The history of Hispanic Heritage Month dates back to 1968 when President Lyndon Johnson signed a bill into law. This bill authorized the president to designate the week of September 15 as National Hispanic Heritage Week. The aim was to draw attention to the remarkable contributions of Hispanic Americans to the United States. It was a time when Latinos began to organize for civil equality and justice, inspired by the civil rights movement led by Dr. Martin Luther King Jr. and other Black leaders.
In 1988, President Ronald Reagan extended this observation from a single week to a month, providing a more comprehensive platform to honor and celebrate the Hispanic heritage.

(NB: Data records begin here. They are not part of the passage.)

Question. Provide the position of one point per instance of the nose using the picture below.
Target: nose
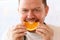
(30, 14)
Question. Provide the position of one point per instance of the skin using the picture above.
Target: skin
(32, 10)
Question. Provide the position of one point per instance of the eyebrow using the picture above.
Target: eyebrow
(33, 8)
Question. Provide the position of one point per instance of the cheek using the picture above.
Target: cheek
(22, 16)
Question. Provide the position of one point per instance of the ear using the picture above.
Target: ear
(46, 10)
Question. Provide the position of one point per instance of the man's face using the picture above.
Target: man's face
(32, 10)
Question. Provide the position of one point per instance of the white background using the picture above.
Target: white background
(9, 14)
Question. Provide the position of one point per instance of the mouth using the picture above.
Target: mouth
(31, 20)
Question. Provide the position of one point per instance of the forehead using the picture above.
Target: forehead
(30, 3)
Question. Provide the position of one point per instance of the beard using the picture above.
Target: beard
(31, 20)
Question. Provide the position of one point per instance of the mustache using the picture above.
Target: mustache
(32, 19)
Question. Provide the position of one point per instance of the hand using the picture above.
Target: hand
(18, 32)
(44, 31)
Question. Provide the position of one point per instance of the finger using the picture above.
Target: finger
(18, 31)
(19, 35)
(19, 27)
(45, 32)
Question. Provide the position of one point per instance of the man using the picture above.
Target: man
(32, 10)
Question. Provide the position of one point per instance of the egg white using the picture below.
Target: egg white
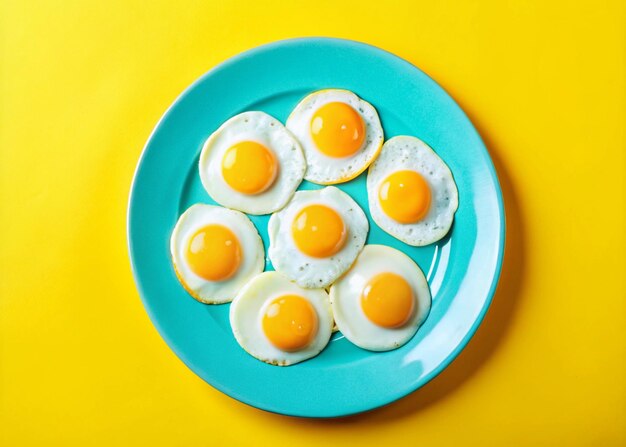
(268, 131)
(325, 170)
(252, 252)
(345, 298)
(309, 271)
(249, 306)
(410, 153)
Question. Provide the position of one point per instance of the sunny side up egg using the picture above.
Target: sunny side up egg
(280, 323)
(317, 236)
(382, 300)
(340, 134)
(252, 163)
(411, 192)
(215, 251)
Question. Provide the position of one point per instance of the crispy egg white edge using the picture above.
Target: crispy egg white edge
(302, 268)
(264, 129)
(253, 254)
(406, 152)
(246, 322)
(345, 298)
(298, 123)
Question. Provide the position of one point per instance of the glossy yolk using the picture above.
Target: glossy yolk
(387, 300)
(318, 231)
(337, 129)
(249, 167)
(405, 196)
(290, 323)
(213, 253)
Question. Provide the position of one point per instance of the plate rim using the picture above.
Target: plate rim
(234, 59)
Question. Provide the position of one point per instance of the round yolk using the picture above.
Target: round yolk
(318, 231)
(249, 167)
(213, 253)
(405, 196)
(337, 129)
(290, 323)
(387, 300)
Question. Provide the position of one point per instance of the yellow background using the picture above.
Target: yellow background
(82, 88)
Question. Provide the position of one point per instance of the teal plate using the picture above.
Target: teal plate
(462, 269)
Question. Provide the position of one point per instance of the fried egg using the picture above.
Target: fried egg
(252, 163)
(317, 236)
(340, 134)
(382, 300)
(215, 251)
(280, 323)
(411, 192)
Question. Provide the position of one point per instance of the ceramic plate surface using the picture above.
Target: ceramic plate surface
(462, 269)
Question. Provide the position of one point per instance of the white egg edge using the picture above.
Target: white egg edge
(246, 232)
(373, 183)
(290, 171)
(370, 337)
(356, 238)
(299, 129)
(275, 285)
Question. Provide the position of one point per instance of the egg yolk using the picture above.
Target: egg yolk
(405, 196)
(318, 231)
(290, 323)
(249, 167)
(213, 253)
(387, 300)
(337, 129)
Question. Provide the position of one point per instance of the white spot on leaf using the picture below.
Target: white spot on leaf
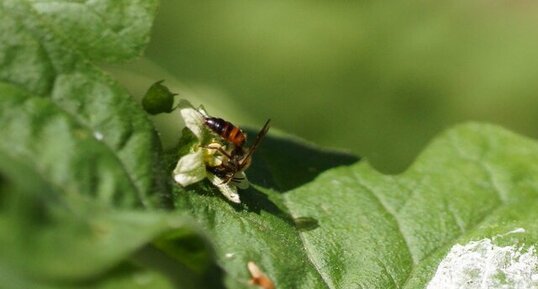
(483, 264)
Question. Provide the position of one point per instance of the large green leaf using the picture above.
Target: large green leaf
(38, 58)
(80, 168)
(369, 230)
(103, 29)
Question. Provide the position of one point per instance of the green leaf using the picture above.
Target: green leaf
(371, 230)
(158, 99)
(102, 29)
(80, 167)
(35, 57)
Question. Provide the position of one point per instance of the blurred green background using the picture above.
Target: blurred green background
(378, 78)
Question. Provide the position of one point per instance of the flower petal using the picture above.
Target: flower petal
(228, 190)
(240, 180)
(190, 169)
(193, 118)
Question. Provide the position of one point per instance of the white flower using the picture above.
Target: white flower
(191, 168)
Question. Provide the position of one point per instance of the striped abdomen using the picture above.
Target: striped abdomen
(226, 130)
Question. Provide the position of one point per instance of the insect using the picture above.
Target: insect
(226, 130)
(237, 159)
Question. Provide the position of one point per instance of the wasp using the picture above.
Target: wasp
(226, 130)
(237, 159)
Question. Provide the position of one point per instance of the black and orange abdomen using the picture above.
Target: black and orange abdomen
(226, 130)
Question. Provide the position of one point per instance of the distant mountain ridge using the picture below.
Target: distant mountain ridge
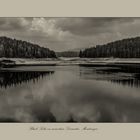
(125, 48)
(13, 48)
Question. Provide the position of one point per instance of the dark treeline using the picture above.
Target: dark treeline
(12, 48)
(68, 54)
(126, 48)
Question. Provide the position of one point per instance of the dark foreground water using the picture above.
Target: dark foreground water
(70, 94)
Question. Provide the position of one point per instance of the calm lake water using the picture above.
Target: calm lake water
(70, 94)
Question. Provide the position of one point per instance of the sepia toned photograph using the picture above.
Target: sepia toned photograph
(69, 69)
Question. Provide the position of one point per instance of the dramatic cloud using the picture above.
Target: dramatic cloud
(69, 33)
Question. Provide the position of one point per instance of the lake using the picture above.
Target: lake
(70, 94)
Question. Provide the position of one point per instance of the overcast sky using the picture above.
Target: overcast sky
(69, 33)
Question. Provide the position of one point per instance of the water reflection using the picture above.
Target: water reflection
(70, 94)
(125, 75)
(13, 78)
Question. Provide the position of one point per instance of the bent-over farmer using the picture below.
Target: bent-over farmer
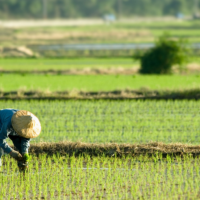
(20, 126)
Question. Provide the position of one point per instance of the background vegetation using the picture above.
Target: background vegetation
(93, 8)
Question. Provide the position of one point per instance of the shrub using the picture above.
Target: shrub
(166, 53)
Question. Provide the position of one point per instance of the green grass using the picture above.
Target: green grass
(64, 64)
(102, 178)
(95, 83)
(115, 121)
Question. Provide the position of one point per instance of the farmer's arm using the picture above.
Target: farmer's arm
(25, 144)
(3, 136)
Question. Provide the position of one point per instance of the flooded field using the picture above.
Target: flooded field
(102, 178)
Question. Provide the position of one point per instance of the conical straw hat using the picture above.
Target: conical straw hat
(26, 124)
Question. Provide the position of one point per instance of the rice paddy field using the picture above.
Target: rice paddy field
(115, 121)
(101, 122)
(102, 178)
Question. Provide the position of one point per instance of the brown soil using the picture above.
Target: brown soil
(190, 69)
(110, 95)
(112, 149)
(85, 71)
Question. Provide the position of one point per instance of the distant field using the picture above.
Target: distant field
(119, 32)
(42, 64)
(10, 82)
(64, 64)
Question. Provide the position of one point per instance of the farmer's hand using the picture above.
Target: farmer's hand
(16, 155)
(23, 164)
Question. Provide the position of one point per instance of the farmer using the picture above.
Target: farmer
(20, 126)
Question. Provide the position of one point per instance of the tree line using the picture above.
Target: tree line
(94, 8)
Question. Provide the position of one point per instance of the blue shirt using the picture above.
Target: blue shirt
(6, 129)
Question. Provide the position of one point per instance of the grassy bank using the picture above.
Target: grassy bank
(26, 82)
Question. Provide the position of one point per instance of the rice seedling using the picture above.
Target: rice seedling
(115, 121)
(102, 177)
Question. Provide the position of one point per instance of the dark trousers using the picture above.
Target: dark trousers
(17, 146)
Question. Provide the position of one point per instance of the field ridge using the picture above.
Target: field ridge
(114, 149)
(142, 94)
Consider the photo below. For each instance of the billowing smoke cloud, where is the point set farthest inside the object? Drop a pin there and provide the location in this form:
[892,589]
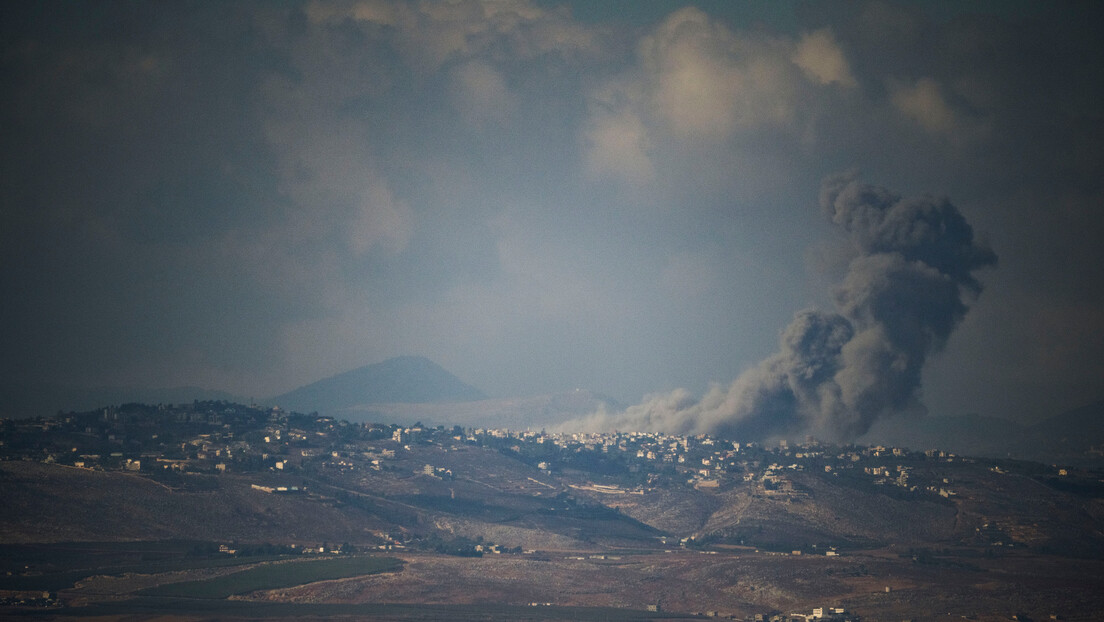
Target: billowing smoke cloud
[836,372]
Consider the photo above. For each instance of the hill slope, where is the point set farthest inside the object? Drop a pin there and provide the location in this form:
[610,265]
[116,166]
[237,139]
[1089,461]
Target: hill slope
[396,380]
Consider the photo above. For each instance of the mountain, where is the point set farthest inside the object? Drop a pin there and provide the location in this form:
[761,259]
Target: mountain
[513,413]
[396,380]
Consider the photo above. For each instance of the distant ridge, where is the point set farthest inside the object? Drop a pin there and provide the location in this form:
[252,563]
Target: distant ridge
[1073,436]
[396,380]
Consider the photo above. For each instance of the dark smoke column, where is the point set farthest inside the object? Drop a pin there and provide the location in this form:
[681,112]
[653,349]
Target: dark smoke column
[903,294]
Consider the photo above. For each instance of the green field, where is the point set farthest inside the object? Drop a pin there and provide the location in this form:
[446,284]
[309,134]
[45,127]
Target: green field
[276,576]
[241,610]
[53,567]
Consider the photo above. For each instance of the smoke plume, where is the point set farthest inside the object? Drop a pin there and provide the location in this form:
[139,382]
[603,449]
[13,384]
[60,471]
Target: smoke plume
[836,372]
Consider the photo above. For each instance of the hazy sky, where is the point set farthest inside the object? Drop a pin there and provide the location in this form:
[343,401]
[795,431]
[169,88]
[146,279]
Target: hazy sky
[622,197]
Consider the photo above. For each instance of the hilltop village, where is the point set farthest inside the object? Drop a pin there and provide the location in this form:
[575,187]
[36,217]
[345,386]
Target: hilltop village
[211,438]
[735,528]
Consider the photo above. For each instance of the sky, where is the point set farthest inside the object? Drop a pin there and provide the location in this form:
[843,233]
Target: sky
[644,199]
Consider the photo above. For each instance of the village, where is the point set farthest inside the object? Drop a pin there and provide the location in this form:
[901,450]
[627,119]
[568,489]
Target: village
[221,436]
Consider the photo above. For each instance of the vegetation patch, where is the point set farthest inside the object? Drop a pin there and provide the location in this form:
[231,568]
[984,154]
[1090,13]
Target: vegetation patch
[276,576]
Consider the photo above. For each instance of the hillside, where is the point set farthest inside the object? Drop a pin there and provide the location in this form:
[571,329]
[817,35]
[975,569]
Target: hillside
[96,502]
[396,380]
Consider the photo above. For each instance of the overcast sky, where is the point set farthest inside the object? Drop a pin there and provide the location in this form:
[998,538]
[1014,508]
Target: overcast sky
[537,196]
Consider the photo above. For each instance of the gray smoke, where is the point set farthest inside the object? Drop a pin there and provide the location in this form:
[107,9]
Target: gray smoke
[835,373]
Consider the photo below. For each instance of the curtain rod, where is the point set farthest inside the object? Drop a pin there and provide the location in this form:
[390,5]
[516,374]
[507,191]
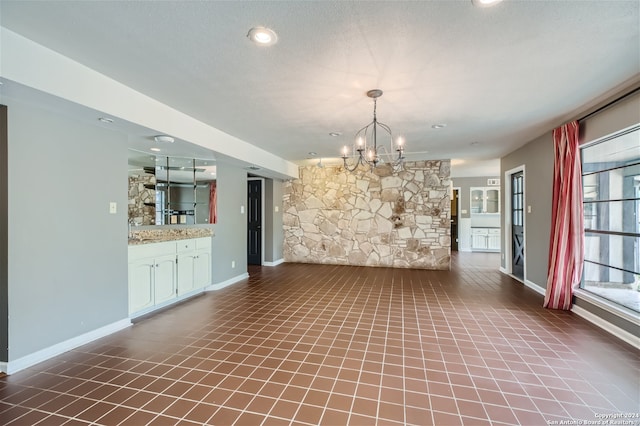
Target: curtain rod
[602,108]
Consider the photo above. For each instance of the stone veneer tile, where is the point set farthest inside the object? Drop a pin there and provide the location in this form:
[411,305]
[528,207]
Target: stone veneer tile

But why September 15? The answer lies in the significance of this date for more than half a dozen Latin American countries. On or around September 15, several nations celebrate their hard-fought independence from Spanish colonial rule. Costa Rica, El Salvador, Guatemala, Honduras, and Nicaragua all declared their independence on September 15, 1821, marking a pivotal moment in their histories. Mexico follows closely behind, celebrating its independence on September 16, while Chile commemorates its own independence on September 18.
Furthermore, October 12, 1492, a date that falls within this 30-day period, holds immense historical significance. It marks Christopher Columbus's arrival in the Americas, an expedition financed by Spain, which ultimately initiated the European colonization of the New World.
Well, there may be many reasons for the month being decided for celebrations. But above all, it is a tribute to the shared journey of independence and the ongoing pursuit of equality and recognition for all Hispanic Americans.